Economists have long argued that regulations around Sri Lanka’s main factors – markets capital, land and labour are impeding investment potential. If Sri Lanka limits the relative share of government deficit spending it will release enough capital for private investment. It can also free up capital flows with small legislative tweaks. Plenty of land can also be released for investment easily.
Open borders, however, have the potential to unleash growth that neither land nor capital factor market reforms can achieve. In the rich world, Harvard University’s Lant Pritchett estimates, a 3% rise in the labour force as a result of migration would yield an economic contribution greater than can be achieved by removing all the remaining barriers to trade.
Throughout history, migration is linked to prosperity. Sri Lanka’s only experience with mass migration also proves this. Detractors may point that the South Indian plantation workers here are desperately poor. They are right. However, poverty is relative. The lot of Indian migrant workers also deteriorated after the government’s takeover of private tea estates and their desperately incompetent management.
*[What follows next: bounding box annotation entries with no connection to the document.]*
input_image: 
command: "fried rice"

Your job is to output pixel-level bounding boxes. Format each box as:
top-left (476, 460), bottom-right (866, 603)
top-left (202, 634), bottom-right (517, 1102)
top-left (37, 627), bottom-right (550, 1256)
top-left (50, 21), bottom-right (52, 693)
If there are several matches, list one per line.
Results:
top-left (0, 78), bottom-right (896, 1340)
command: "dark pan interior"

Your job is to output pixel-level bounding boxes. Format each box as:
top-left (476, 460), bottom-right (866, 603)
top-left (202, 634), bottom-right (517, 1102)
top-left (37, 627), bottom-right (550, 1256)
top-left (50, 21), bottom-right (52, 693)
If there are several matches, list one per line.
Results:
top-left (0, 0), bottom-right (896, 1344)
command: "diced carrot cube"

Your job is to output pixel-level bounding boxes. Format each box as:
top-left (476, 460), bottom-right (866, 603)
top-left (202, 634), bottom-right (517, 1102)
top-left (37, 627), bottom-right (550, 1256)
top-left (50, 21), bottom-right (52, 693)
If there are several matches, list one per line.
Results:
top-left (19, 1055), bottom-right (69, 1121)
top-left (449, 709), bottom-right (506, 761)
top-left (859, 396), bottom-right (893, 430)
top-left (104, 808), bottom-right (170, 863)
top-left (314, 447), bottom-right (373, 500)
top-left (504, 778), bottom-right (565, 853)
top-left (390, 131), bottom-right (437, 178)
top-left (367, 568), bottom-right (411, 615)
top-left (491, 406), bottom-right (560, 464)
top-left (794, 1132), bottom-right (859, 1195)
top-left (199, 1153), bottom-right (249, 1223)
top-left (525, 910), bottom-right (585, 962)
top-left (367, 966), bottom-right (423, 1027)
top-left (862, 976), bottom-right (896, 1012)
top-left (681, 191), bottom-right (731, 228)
A rapid burst of immigration might cause wages to temporarily dip. But when talent is available investment will catch up soon enough. Outsiders who look different and don’t speak your language will be distrusted. These apprehensions are real and need to be dealt with rather than be allowed to be captured by a fearful private sector or nationalists who will then drive them to their selfish advantage. Immigrants may push out of jobs Sri Lanka’s least skilled and uneducated. However, even without immigrants, these workers are at risk of being replaced by technology and automation. The vulnerable must be retrained, and if necessary, protected by a safety net. It does not make sense to deny the opportunity to almost everybody because a few are unable to compete. Immigration also no longer flows from a poor country to a rich one. Many immigrants are now going from one poor country to another or to a middle-income country. Bangladeshis now find jobs in the Middle East and Zimbabweans in South Africa. For decades rich economies have been vigorously competing for the best talent from the outside. Sri Lanka has stood ideally by. The fourth idea is to improve transparency in key state-owned enterprises and improve their governance by listing their shares in the stock exchange and opening the avenue for these to tap the capital market in the future. Not all state enterprises can be listed. But the commercial ones like banks and even an airline can be listed. Capital markets are regulated to protect the interest of shareholders, in this case the government, and subject company boards and management to meet those transparency and good governance requirements. In 2018, 16 state-owned enterprises lost Rs157 billion rupees or a billion dollars at the then prevailing exchange rate. Lossmaking businesses, not a going concern, aren’t the most feasible to be listed. However, by listing those that are ready will create the path for better governance at others. The fifth and final idea that can drive quick results is implementing a digital ID for all Sri Lankans. For people to carry out transactions and perform significant tasks online they first have to prove that they are who they say they are. That’s where a digital ID matters. Every digitization success anywhere in the world has been preceded by a digital ID first being available. Solving this does not require entirely new systems because most Sri Lankans already have an ID.
All that is required is to digitise the existing ID. Digital ID is one of the foundation blocks of fintech. Because structural reforms have been neglected for so long the potential list is long. Among others it will include agriculture, improving women’s participation in the workforce and making it easier for businesses to operate. Among a sea of potential structural reforms these disparate five, however, offer an outsized opportunity to aid a quick economic turnaround and sustain the momentum.
The window for enacting bold policies will not stay open for long. The mountain of debt and other challenges have not yet hurt the economy too badly. But the economic environment is becoming unfriendlier as the new government’s honeymoon comes to an end. If it wants to swerve away from the looming crisis, it will have to act fast.